To many, this artwork seems to describe how humans are evolving and preparing to enter an alien society. Also, vice versa, aliens, hybrids, or clones are being instructed to enter human society, learn human interactions, and become human-like.
With stunning accuracy, this art collection predicted the future, as reported by Italian journalists. A well-known journal of Cybernetics put one of his paintings of the early eighties titled “Cloning” on the cover, showing a series of containers with beings in the making.

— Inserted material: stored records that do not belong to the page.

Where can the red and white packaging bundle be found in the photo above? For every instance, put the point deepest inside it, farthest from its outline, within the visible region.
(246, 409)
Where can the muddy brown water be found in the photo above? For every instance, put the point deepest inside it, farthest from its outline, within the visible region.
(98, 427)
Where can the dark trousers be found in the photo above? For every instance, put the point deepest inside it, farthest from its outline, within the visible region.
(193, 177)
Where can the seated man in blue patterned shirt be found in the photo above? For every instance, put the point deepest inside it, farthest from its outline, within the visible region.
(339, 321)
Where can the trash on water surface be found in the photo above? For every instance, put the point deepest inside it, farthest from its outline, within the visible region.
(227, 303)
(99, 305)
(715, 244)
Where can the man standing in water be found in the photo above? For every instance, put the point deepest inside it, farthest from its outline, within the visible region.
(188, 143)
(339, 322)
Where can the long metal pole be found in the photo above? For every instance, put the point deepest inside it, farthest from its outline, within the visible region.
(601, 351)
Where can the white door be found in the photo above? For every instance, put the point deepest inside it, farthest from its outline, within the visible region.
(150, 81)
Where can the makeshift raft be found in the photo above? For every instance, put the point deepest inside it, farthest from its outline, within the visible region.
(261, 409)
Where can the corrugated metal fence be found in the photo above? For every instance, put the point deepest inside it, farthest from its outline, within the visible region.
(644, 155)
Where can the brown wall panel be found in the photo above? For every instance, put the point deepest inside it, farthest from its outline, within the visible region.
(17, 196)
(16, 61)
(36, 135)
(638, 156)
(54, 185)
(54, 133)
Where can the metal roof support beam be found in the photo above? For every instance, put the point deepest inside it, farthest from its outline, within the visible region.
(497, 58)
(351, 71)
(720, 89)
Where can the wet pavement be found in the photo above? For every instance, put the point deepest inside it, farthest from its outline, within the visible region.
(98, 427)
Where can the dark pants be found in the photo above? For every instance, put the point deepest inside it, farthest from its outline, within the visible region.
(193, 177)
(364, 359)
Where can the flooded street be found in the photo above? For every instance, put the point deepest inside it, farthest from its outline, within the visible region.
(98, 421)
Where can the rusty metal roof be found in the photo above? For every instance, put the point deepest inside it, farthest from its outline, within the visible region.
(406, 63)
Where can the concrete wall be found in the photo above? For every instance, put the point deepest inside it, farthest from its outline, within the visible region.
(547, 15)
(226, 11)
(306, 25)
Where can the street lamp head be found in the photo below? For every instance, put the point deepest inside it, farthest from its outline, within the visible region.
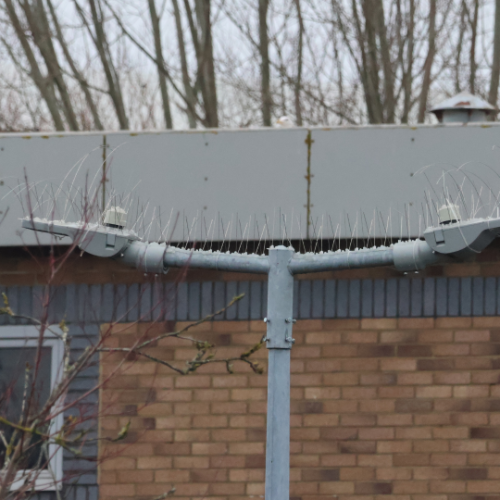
(115, 217)
(449, 213)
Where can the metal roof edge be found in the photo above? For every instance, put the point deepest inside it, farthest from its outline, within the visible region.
(56, 135)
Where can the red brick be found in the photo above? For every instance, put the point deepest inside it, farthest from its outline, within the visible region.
(409, 487)
(341, 379)
(447, 486)
(230, 381)
(472, 336)
(364, 337)
(398, 446)
(483, 486)
(396, 392)
(486, 322)
(398, 337)
(341, 324)
(414, 378)
(398, 365)
(322, 338)
(154, 462)
(411, 459)
(379, 324)
(395, 419)
(471, 391)
(392, 473)
(416, 323)
(248, 394)
(436, 391)
(377, 405)
(118, 490)
(453, 322)
(413, 433)
(435, 336)
(210, 421)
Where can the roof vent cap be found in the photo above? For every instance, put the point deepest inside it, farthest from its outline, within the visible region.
(463, 108)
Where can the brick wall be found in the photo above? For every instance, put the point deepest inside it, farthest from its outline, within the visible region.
(406, 407)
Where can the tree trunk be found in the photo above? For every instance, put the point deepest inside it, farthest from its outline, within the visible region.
(458, 57)
(203, 13)
(473, 64)
(385, 55)
(155, 22)
(100, 41)
(426, 83)
(408, 73)
(265, 72)
(298, 80)
(39, 26)
(188, 90)
(495, 69)
(44, 85)
(372, 70)
(76, 73)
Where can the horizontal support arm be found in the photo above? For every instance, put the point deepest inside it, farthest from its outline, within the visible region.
(157, 258)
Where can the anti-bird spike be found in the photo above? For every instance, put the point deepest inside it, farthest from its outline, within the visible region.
(443, 243)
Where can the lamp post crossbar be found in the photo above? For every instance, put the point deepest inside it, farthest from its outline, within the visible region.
(442, 244)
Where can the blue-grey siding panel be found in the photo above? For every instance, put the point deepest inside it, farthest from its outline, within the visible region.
(393, 297)
(367, 298)
(255, 300)
(379, 298)
(304, 299)
(342, 298)
(231, 293)
(296, 298)
(121, 302)
(194, 307)
(478, 296)
(429, 297)
(391, 304)
(25, 303)
(318, 297)
(244, 303)
(94, 302)
(416, 304)
(145, 302)
(404, 298)
(133, 301)
(169, 301)
(330, 298)
(182, 302)
(441, 297)
(108, 302)
(466, 296)
(219, 296)
(206, 298)
(354, 298)
(490, 296)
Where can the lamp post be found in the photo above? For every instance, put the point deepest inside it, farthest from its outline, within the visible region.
(453, 240)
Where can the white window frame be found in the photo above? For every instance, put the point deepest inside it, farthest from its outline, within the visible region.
(27, 336)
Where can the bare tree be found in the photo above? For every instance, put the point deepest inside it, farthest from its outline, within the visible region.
(97, 33)
(155, 23)
(426, 83)
(495, 69)
(267, 102)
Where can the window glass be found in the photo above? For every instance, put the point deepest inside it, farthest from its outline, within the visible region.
(14, 380)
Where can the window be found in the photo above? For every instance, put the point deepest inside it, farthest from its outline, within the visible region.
(18, 346)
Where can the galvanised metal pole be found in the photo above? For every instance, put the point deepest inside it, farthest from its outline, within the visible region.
(279, 342)
(444, 243)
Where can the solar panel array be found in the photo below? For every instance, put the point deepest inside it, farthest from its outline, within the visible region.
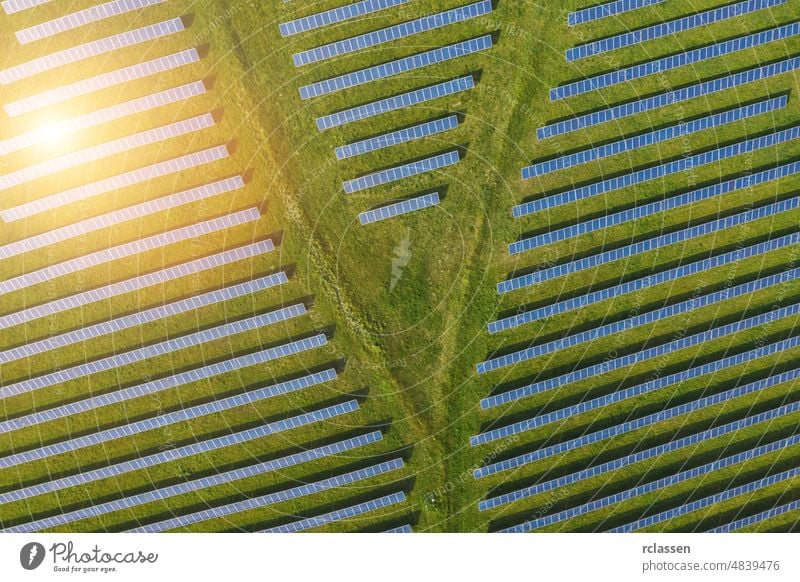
(404, 207)
(401, 172)
(668, 28)
(397, 67)
(392, 33)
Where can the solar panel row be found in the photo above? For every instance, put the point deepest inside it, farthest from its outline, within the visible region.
(102, 81)
(90, 49)
(634, 391)
(397, 67)
(340, 14)
(656, 172)
(121, 216)
(641, 356)
(656, 485)
(136, 283)
(632, 425)
(138, 355)
(636, 321)
(391, 33)
(668, 28)
(662, 65)
(151, 388)
(142, 317)
(401, 172)
(130, 249)
(606, 10)
(647, 245)
(617, 464)
(105, 115)
(124, 180)
(399, 208)
(647, 139)
(668, 98)
(82, 18)
(199, 447)
(394, 103)
(334, 516)
(394, 138)
(642, 283)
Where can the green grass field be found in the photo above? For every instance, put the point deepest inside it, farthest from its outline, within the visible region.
(404, 302)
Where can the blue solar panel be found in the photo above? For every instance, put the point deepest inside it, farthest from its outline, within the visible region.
(636, 321)
(647, 245)
(401, 172)
(631, 459)
(220, 479)
(658, 172)
(668, 28)
(394, 103)
(653, 137)
(606, 10)
(642, 283)
(339, 515)
(340, 14)
(757, 518)
(668, 98)
(397, 137)
(396, 32)
(396, 67)
(663, 483)
(399, 208)
(716, 498)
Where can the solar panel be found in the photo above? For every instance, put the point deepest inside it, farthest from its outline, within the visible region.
(638, 390)
(632, 425)
(397, 67)
(656, 485)
(337, 15)
(642, 283)
(129, 250)
(206, 446)
(124, 180)
(647, 245)
(273, 498)
(668, 28)
(399, 208)
(606, 10)
(394, 103)
(656, 172)
(91, 49)
(339, 515)
(635, 321)
(622, 462)
(142, 354)
(660, 66)
(404, 30)
(82, 18)
(668, 98)
(633, 143)
(641, 356)
(757, 518)
(106, 149)
(220, 479)
(105, 115)
(136, 283)
(401, 172)
(714, 499)
(103, 81)
(142, 317)
(118, 217)
(155, 387)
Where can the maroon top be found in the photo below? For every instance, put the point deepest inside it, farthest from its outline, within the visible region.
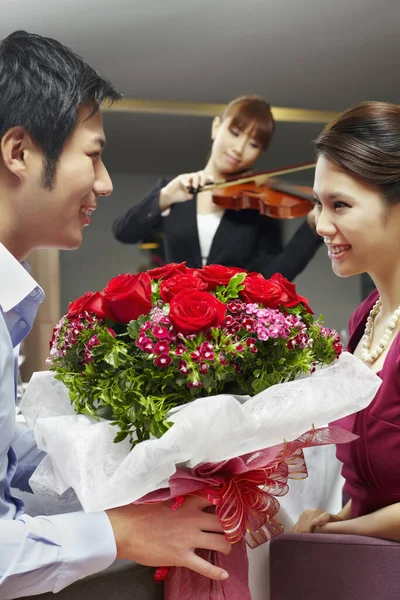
(371, 464)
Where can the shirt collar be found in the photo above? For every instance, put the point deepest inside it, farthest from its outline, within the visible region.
(16, 281)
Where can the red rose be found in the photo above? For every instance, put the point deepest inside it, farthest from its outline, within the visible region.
(175, 284)
(91, 302)
(167, 270)
(129, 296)
(262, 291)
(292, 297)
(215, 275)
(194, 311)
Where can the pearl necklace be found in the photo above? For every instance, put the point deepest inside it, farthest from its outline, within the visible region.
(366, 355)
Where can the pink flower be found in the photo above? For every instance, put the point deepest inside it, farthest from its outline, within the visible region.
(195, 384)
(195, 356)
(183, 367)
(163, 361)
(161, 348)
(161, 333)
(222, 360)
(180, 349)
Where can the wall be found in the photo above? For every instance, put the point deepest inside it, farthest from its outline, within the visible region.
(101, 257)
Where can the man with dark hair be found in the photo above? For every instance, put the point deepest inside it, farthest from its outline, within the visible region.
(51, 175)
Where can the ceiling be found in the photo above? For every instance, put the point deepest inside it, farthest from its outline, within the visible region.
(310, 54)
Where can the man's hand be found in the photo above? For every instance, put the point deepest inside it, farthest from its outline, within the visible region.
(154, 535)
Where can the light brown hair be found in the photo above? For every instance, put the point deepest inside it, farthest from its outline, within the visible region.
(252, 112)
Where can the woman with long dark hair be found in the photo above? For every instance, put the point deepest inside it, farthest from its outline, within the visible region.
(357, 191)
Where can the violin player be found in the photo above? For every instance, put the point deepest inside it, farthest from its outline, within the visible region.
(198, 230)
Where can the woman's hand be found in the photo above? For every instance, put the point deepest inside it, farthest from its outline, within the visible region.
(311, 521)
(182, 188)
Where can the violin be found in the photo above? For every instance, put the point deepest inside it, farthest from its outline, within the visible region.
(263, 192)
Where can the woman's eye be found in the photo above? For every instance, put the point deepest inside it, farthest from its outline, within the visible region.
(340, 205)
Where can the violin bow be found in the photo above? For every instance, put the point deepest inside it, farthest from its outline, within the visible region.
(259, 178)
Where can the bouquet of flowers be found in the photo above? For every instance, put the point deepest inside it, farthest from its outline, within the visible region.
(200, 375)
(156, 340)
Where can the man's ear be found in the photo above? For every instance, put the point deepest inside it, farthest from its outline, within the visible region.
(16, 147)
(215, 127)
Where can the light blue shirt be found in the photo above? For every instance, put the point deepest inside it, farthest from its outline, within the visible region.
(44, 553)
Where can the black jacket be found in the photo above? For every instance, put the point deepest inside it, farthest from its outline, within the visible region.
(243, 239)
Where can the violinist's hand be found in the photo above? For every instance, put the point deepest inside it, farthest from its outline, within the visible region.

In the early eighties in SoHo, New York, Carmen Gallo of the Center for the Multidisciplinary Study of Cybernetic Existentialism inaugurated a monumental art exhibit titled “Chips are us” introducing to the audience canvasses of the Artist who is considered ever since the quintessential cybernetic existentialist. His paintings of the eighties introduced beings that responded to programs, with semiconductors embedded in the canvas, beings with no feelings of affection nor sweetness, robots incapable of empathy: all showing a physical embodiment of a process of computation.
Those who claim to have experienced an abduction phenomenon see a familiar situation in this artwork and suggest that, maybe, the painter, describes what he saw as his art reawakens dormant memories.
Aliens. Real or imagined: they are here and well documented on canvas by the legendary Ruffo Caselli.